The other thing is that I think although there's complications associated with this, there's a significant kindling of interest on a broad front in what you might call supply side policy or sometimes industrial policy. It's still controversial in the west. But we pretty much rounded the corner in terms of deciding both for economic performance reasons, let alone reasons having to do with resilience self-sufficiency and so on. We just have to have these policies.

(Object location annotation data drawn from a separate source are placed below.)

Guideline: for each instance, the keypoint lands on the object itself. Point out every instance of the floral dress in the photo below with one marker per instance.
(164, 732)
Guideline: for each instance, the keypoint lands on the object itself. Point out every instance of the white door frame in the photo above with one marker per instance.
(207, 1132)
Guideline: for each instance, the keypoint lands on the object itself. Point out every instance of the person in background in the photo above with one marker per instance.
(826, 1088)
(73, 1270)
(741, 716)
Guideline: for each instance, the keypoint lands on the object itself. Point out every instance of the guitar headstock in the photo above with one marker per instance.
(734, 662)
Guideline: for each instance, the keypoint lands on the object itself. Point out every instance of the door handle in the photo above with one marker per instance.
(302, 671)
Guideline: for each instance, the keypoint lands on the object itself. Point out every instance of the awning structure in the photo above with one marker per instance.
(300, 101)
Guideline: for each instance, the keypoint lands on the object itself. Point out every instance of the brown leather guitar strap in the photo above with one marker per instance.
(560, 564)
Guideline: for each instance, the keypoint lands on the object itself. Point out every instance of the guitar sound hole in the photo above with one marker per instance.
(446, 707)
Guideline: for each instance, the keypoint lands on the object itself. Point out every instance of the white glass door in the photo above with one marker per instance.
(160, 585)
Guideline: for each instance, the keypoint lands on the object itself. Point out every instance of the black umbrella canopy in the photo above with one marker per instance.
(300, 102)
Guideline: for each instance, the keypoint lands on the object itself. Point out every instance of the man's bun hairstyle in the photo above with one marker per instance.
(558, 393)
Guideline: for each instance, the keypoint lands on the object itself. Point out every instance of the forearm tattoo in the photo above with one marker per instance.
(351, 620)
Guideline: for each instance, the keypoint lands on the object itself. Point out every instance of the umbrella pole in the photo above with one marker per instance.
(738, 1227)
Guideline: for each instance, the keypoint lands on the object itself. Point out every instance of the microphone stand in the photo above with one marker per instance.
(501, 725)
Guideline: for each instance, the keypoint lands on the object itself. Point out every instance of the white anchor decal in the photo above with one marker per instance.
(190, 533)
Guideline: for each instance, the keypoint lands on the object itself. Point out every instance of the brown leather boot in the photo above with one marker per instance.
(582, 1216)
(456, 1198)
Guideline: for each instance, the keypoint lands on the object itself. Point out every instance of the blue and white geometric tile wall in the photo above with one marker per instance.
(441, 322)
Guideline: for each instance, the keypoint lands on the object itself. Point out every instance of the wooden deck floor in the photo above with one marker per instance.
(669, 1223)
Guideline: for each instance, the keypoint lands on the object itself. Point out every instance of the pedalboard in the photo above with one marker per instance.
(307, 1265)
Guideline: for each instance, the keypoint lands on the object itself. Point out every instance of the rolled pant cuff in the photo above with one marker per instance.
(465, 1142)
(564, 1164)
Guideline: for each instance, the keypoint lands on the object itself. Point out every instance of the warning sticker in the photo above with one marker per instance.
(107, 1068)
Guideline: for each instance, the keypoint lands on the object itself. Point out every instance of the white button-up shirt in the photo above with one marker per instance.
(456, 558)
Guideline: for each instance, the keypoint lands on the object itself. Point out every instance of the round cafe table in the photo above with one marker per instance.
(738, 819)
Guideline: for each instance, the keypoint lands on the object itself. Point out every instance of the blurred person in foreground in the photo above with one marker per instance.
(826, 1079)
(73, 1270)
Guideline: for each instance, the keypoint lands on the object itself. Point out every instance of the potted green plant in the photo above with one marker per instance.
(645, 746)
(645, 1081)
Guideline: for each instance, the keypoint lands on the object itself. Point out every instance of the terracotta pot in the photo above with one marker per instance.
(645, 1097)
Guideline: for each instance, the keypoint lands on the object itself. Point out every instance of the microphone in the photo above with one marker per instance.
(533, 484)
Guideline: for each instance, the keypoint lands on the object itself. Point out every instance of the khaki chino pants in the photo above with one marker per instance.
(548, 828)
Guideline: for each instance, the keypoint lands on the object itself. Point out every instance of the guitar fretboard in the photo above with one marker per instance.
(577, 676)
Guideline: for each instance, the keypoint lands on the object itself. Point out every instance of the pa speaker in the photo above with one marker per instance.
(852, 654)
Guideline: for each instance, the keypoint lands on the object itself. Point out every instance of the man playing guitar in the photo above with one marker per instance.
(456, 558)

So we're on a track that similar to the track that China is on. In fact, pretty much every economy. Parts of this serve is a little worrying. I think that geopolitical tensions could get out of hand and produce more fragmentation in the global economy than anybody would ideally like or desire into the system, because it's being done in these decentralized semi-non-cooperative way. But that's the direction we're going. And there's some good parts of that-investing heavily in technologies that have the potential to produce inclusive growth patterns or even and especially sustainable inclusive growth patterns. Everybody realizes just to take that last example that you can't solve the sustainability problem, if you delegate everything with the private sector. It's just not going to happen. And these are extra global externalities there. We need a ton of technology to solve this problem and incentives to adopt it. And we're in that world now and that's the world in which the government is in the public sector is a more major player. Then in the United States and it has been. It never disappeared and always had a big upstream research and technology development set of public sector investments. So it’s a change at the margin, but this one's more interventionists.
There be mistakes made, once you get into that business, and the people who were naysayers about this say well we'll just make too many mistakes of waste resources. But my view is we don't have a choice. We have to get in there. And so the answer is going to be. So I think the way the future looks is in that dimension is somewhat different than in the way it looked even a year or two ago. You don't hear as much about it, although you hear a fair amount about it now. But the focus has been so much on inflation and central banks and so on, that dominated the discussion.
The problem was going into the world in which the government is more active player. The challenge is that it makes urging everything into a more multi-lateral global economy, a more complicated one that we then we used to have. It's just much harder. If the American government is subsidizing all kinds of activity designed to move the sustainability agenda forward, the Europeans look at it and say well we have a different approach, there's competitive issues associated with this. We have prices on carbon. You tend not have high prices on it. It materially complicates the problem of reconstructing a workable global order for trade and technology transfer and investment. So I think it's inevitable, but we just have to deal with the increased complexity.
WEI Chenyang: I want to thank you again for this wonderful sharing. As we have before each time we run out of time quickly. And this time I really hope, as you said next year we will be able to discuss with you all those issues for as much longer duration in the same room here at the PBC School of Finance. That being said, thank you so much for your time, and your support in the past years for all the activities that we have been having PBC School of Finance. I really looking forward to catching up with you soon and seeing you in person next year. Thank you so much, Mike.
Spence: Thank you, Jason. It's a pure pleasure and you have an important institution there. So it's an honor for me to have a supporting role even if a small one.
WEI Chenyang: It’s definitely a significant one.